Trump took to Twitter to fire back, saying Jones has done a “terrible job representing workers” while adding “no wonder companies flee (our) country!”

For Trump, it was just another 15 seconds on Twitter. Jones, however, started receiving anonymous phone calls that threatened his children.

“Nothing that says they’re going to kill me, but, you know, you better keep your eye on your kids,” Jones told MSNBC, according to the Associated Press. “I’ve been doing this job for 30 years, and I’ve heard everything from people who want to burn my house down or shoot me … I can deal with people that make stupid statements and move on.”

But for Tepsic, the argument was more personal. The local union leader could only watch as Allegheny Technologies earlier this year permanently closed its Midland plant, in part because of illegal steel dumping from China.

Tepsic worked at the site for 42 years and still, even today, is working to ensure his 200 members receive assistance as they try to find new jobs.

Union leaders have previously blasted Trump for repeatedly buying cheap Chinese steel for his hotels and other business ventures, and Tepsic said Thursday that Trump should focus on more important issues than engaging in arguments with labor leaders.

“I don’t have a Twitter account but, if I did, I’d give him my number and address,” Tepsic said. “If he wants to boast about saving jobs, I got a plant in Midland we can talk about.”

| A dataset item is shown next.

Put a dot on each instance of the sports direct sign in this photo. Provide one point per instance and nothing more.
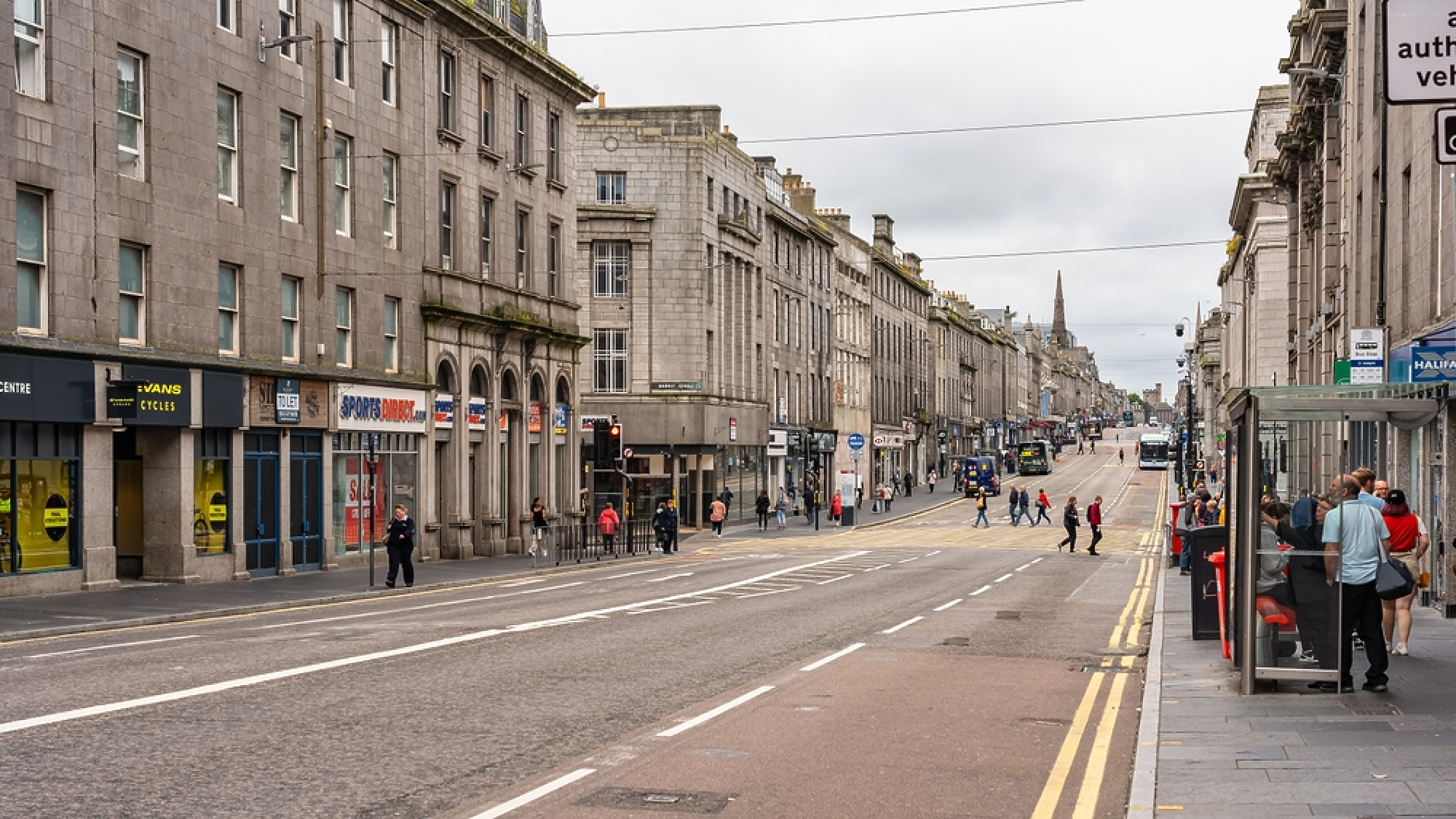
(1420, 51)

Tepsic said he’s still perplexed as to why so many union members voted for Trump, and said the president-elect does not have labor’s best interests in mind.

Leo Gerard, who serves as the president of the entire United Steelworkers, spoke on MSNBC on Wednesday and said he was amazed Trump would attack a local union leader in such a public way.

“We’ve got someone who is just about to become the president of the United States, (the) most important job on the planet,” Gerard said. “And he is busy tweeting about a local union president who is in fact a hero.”

Gerard, in an interview with The Times in October, backed up Tepsic’s claim that Trump isn’t on the side of labor, calling him a “phony.”

Nearly 20,000 members of the United Steelworkers have lost their jobs in the last two years “as a result of Chinese dumping and flooding the market,” Gerard previously said, and added Trump has never stood with American labor and has frequently purchased illegally imported steel and aluminum from China.

The Associated Press contributed to this report.